New Mature Trees Planted at Buckhead Atlanta Development
By A. Scott Walton, Special to The Atlanta Progressive News
(APN) ATLANTA — The brand new Buckhead Atlanta mixed-use development is set to feature a substantial planting of new, mature trees.
The swooping cranes that languished in states of non-productivity for years have come down; and the six-block assemblage of upscale boutiques, restaurants, and condominiums is poised to open in mid-September 2014.
The project’s developers insist that a “green” initiative will help the high-end enclave blend seamlessly with existing sites on the upper-echelon of the intersection of Peachtree Road and Piedmont Drive.
Toward that end, the Buckhead-based developer OliverMcMillan hired the Chicago landscape architect, Hoerr Schaudt, to install an array of plants intended to “connect the destination to the larger community and delight and excite visitors for decades to come”.
As the hallmark of its Buckhead Atlanta floral design scheme, the firm began planting a canopy of 35-foot oak trees incubated over the past two years at a farm in Athens so they might be installed to look like they’d existed in place for decades.
Those who can afford to dwell at Buckhead Atlanta will also be treated to a 22,000 square foot rooftop garden that Hoerr Schaudt–the visionary lauded for the verdant dignity of Martin Luther King, Jr. Drive in Chicago, Illinois–designed.

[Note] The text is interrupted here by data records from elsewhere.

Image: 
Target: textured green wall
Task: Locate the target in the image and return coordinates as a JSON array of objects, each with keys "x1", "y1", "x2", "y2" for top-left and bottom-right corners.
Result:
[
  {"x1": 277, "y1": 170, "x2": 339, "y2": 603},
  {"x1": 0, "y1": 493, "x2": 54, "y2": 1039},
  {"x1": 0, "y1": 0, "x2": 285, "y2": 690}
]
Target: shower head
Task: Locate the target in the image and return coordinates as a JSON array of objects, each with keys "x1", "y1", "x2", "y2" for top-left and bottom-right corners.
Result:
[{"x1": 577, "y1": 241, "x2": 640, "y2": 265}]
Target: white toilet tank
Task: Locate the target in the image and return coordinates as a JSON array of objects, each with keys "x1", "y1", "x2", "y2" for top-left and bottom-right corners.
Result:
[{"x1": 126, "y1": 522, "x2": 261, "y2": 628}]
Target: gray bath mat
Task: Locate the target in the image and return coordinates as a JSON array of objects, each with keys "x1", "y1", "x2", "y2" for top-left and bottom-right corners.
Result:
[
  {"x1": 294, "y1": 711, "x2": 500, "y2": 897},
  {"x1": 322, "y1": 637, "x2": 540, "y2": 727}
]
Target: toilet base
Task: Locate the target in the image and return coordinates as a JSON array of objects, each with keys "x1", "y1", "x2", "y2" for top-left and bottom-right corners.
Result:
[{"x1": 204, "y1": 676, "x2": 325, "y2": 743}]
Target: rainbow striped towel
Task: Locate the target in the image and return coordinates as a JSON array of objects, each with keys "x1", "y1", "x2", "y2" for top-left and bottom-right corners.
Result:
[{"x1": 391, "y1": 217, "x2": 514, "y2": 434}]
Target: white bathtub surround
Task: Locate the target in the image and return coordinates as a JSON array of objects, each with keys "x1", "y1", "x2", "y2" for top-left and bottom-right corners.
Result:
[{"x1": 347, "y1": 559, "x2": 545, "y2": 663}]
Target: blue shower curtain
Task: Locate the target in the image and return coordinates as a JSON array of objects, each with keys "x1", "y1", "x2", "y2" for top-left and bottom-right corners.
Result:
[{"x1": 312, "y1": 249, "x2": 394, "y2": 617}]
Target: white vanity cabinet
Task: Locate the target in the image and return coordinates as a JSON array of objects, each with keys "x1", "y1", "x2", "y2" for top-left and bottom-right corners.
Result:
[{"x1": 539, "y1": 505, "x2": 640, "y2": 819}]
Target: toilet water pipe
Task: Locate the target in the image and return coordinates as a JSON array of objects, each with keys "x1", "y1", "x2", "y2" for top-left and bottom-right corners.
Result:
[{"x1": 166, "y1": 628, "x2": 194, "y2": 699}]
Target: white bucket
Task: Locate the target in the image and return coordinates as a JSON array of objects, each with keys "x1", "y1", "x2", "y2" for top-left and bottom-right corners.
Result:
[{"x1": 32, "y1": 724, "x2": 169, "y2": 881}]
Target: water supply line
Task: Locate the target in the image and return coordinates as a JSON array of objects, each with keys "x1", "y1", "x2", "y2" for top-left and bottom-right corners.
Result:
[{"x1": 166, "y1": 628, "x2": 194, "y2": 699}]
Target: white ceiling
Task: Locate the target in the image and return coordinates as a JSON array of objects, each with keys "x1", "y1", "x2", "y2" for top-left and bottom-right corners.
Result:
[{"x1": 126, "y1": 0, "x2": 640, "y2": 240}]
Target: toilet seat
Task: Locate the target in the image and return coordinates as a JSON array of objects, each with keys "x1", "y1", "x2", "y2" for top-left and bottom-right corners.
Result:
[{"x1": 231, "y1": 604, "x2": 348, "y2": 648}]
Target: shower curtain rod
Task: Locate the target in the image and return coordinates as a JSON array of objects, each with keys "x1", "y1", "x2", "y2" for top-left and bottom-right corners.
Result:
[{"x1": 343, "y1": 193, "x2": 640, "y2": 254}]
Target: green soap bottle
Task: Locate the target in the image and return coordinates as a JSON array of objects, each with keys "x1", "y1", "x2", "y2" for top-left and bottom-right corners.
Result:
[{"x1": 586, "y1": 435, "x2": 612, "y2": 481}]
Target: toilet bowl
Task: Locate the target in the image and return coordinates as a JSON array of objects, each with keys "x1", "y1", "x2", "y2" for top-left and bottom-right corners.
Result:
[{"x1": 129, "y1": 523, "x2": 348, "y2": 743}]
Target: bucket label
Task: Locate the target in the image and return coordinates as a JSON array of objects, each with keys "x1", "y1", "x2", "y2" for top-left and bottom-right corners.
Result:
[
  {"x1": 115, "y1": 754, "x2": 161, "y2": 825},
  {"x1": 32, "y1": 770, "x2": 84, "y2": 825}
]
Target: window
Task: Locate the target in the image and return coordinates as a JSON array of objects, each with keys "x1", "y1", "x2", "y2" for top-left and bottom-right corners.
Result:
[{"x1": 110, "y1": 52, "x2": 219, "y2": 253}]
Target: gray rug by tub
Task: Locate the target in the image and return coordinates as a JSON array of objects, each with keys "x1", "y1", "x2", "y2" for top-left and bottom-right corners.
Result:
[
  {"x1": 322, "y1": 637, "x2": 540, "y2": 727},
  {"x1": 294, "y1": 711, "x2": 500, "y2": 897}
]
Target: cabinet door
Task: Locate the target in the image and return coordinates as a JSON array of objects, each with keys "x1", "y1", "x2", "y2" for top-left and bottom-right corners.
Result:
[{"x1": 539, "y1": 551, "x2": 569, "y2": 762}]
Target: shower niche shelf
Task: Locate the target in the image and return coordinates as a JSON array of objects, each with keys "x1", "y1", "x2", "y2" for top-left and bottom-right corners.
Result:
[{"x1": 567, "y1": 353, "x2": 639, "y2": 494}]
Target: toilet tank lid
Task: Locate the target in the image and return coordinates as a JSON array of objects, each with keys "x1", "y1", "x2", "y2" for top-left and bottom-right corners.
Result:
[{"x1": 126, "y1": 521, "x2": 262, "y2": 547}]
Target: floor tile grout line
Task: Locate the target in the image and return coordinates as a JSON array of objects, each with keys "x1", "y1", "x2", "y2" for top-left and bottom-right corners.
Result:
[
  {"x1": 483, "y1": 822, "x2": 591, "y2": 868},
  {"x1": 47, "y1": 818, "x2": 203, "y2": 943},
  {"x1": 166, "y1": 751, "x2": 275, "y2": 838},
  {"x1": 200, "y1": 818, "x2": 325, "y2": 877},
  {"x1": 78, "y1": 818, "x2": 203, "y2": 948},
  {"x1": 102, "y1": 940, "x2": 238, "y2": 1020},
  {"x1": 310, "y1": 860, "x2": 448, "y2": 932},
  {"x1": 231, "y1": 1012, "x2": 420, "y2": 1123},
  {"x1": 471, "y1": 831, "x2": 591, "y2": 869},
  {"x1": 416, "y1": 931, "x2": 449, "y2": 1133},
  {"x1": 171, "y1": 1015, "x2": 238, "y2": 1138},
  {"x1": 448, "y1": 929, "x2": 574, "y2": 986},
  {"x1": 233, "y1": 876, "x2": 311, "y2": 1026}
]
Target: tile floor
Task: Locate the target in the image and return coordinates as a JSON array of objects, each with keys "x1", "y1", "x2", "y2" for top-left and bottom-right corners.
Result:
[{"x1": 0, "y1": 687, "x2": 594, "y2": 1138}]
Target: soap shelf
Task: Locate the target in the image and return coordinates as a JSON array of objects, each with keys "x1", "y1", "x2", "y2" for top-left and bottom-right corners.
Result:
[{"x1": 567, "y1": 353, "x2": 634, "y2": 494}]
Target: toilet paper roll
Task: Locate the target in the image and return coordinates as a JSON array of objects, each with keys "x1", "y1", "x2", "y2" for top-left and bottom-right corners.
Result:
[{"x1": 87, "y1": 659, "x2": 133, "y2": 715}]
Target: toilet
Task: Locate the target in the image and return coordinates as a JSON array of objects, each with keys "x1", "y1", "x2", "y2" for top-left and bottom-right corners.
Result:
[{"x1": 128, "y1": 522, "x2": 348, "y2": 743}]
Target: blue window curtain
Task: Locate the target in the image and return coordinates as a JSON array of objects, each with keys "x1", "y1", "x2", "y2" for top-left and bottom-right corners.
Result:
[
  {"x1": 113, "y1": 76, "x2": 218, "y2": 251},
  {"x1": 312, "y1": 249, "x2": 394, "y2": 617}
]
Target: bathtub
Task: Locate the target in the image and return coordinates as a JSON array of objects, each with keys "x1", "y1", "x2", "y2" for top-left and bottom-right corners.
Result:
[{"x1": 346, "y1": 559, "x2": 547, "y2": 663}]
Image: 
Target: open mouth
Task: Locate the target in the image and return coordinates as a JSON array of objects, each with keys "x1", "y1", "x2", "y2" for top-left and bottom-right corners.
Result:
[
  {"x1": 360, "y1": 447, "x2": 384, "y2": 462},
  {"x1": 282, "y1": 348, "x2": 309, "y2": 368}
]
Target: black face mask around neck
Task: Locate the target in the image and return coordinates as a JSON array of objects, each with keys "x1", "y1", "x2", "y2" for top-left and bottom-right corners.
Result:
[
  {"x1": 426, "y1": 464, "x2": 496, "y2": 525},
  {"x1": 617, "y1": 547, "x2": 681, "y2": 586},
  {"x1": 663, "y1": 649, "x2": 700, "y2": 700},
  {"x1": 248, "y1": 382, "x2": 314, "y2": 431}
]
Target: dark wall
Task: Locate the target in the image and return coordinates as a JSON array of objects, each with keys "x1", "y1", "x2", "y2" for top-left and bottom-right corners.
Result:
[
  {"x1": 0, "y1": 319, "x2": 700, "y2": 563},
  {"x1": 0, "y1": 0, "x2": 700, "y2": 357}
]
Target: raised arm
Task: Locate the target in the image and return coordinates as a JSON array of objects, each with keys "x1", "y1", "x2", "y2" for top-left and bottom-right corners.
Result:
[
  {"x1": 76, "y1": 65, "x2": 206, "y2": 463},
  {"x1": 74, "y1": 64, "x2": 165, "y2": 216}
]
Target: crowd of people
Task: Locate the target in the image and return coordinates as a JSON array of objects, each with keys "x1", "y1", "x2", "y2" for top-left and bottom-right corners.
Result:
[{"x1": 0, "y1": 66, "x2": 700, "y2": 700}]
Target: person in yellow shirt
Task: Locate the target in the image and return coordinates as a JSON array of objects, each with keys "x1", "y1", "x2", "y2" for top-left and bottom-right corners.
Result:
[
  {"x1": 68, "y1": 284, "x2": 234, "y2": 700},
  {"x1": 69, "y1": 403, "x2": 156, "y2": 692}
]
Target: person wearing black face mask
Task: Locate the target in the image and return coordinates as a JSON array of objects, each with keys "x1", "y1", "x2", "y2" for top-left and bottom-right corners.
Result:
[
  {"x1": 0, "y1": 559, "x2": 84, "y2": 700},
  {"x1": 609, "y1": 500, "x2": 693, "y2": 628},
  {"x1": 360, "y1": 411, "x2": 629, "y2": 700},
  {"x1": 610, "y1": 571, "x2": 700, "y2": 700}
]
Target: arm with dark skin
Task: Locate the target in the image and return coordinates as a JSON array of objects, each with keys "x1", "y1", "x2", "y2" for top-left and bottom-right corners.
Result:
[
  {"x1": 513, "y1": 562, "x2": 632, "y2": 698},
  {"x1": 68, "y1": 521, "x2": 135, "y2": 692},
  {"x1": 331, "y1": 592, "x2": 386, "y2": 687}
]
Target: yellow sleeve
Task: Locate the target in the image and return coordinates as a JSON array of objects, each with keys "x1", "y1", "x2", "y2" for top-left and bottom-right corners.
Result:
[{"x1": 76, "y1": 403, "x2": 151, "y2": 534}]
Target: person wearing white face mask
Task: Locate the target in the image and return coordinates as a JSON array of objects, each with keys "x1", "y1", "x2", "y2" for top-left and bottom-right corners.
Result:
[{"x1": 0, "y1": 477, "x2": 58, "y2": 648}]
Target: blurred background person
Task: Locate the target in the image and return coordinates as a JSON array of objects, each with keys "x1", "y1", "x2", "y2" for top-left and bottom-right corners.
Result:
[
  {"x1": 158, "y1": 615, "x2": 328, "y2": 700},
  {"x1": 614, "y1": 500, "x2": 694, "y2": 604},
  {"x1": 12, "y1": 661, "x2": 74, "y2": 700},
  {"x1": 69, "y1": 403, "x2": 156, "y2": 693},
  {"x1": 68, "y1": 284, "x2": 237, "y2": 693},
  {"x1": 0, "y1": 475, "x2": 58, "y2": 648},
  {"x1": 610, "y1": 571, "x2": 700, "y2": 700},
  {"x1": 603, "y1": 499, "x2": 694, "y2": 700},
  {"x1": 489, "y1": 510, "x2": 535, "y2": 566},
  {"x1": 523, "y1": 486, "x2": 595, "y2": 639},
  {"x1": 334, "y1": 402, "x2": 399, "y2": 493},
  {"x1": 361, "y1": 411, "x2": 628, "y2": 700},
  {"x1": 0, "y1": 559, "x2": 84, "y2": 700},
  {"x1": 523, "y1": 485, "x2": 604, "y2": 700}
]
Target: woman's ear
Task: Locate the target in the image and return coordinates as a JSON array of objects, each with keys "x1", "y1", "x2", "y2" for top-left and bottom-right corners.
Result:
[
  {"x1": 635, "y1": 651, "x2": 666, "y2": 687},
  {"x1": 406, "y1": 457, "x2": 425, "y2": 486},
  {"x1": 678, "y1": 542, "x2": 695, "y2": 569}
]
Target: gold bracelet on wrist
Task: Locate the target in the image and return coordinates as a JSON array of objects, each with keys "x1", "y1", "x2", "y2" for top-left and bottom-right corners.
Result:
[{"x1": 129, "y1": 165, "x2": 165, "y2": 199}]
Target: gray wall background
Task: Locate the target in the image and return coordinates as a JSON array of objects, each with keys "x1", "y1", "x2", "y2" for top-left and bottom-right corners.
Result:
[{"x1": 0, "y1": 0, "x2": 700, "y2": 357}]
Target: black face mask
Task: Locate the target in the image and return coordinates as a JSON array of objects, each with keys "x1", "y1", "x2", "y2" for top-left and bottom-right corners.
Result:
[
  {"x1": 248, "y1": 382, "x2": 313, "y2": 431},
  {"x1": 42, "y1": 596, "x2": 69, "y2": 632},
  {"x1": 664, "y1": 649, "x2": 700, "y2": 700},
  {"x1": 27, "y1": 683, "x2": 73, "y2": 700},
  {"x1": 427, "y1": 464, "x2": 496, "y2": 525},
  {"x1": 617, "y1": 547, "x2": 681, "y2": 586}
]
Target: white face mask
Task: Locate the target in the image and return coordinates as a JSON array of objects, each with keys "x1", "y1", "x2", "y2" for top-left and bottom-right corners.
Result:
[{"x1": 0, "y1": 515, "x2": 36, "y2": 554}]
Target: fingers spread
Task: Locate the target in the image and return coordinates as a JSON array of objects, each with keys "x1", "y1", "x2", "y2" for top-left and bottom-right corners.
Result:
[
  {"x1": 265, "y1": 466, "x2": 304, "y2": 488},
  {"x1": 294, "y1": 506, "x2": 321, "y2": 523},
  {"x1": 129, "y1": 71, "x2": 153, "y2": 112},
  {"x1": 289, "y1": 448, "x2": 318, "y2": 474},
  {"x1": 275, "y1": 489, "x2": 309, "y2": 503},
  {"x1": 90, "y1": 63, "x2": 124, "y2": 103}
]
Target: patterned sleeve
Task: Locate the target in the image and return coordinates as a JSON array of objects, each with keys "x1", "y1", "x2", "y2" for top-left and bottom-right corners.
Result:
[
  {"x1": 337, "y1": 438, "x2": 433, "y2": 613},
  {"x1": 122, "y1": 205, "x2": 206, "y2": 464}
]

“We made a significant investment of $10 million in the landscaping and hardscaping of Buckhead Atlanta,” Hunter Richardson, managing director of development at OliverMcMillan for Buckhead Atlanta, told Atlanta Progressive News.
“We wanted to create the feeling that we have been around for years and that Buckhead Atlanta fits into the fabric of Buckhead, one of the most tree-lined neighborhoods in Atlanta. The trees will be an important element of the landscape of the Buckhead Village for years to come. And they will beautifully provide needed shade in our warm climate,” Richardson said.
The 1.5 million square foot Buckhead Atlanta project got underway an unlucky seven years ago, in 2007, just as the market for residential and commercial property took a horrendous dive.
Since then, OliverMcMillion has sunk billions into razing and rebuilding an area once known internationally for welcoming tourists and city residents from all walks of life to low-brow establishments and after-hours nightclubs.
If all goes according to plan, it will make those accustomed to shopping on Madison Avenue in New York or Rodeo Drive in Beverly Hills, California, feel at home.
Buckhead Atlanta consulted with the Atlanta Botanical Garden to select the hundreds of flowers, shrubs, and trees most likely to flourish pleasingly to the eyes and in accord with local climate conditions.
Noted author and University of Delaware entomologist, Dr. Douglas W. Tallamy, tells Atlanta Progressive News that Buckhead Atlanta was wise and beneficent to install the Overcup oaks on its acreage.
Tallamy is scheduled to appear September 17, 2014 at the Trees Atlanta Kendeda Center for a breakfast discussion about native plants and a signing of his latest book, “Bringing Nature Home”.
“It’s critically important to plant trees like that because our cities are becoming dead zones,” Dr. Tallamy said.
“Native trees like those oaks they’re planting support food webs. They capture energy from the sun and turn that energy into leaves. Insects eat the leaves and birds eat the insects. Since 96 percent of birds feed their young off the insects they eat, oaks are a crucial part of the ecosystem.”
There are additional benefits the Buckhead Atlanta oak trees–or native trees planted anywhere intown–could provide, Tallamy added.
“If they want to sequester carbon emissions, which they surely do, oaks are the best for that. They help protect the watershed because their roots spread deep and wide. They reduce air pollutants and they work to prevent the ‘heat island’ effects that are so terrible in major southern cities,” Tallamy said.
“We are losing biodiversity all around us because we’ve become so reliant on decorative trees imported from Asia that aren’t as beneficial to the environment,” Tallamy added. “Hats off to them.”
Buckhead Atlanta is less about trees, though, and more about elevated levels of luxury for Atlanta’s upper class.
Buckhead Atlanta’s commitment to the ecology can’t come cheap. Neither will its offerings.
For starters, it will be home to the Manhattan-based Le Bilboquet brasserie chain, where a bowl of soup starts at twelve dollars and a side of fries costs eleven.
Buckhead Atlanta’s the go-to district where nothing less than a 1,300 dollar pair of red-soled Christian Louboutin stilettos, or a 200 dollar basic silk necktie from Hermes, will do.
Even though most of Atlanta’s working families do not have discretionary spending budgets within sniffing distance of Buckhead Atlanta’s standards, the city’s desperate aspiration for recognition as an upscale shopping mecca depends on its long-term success.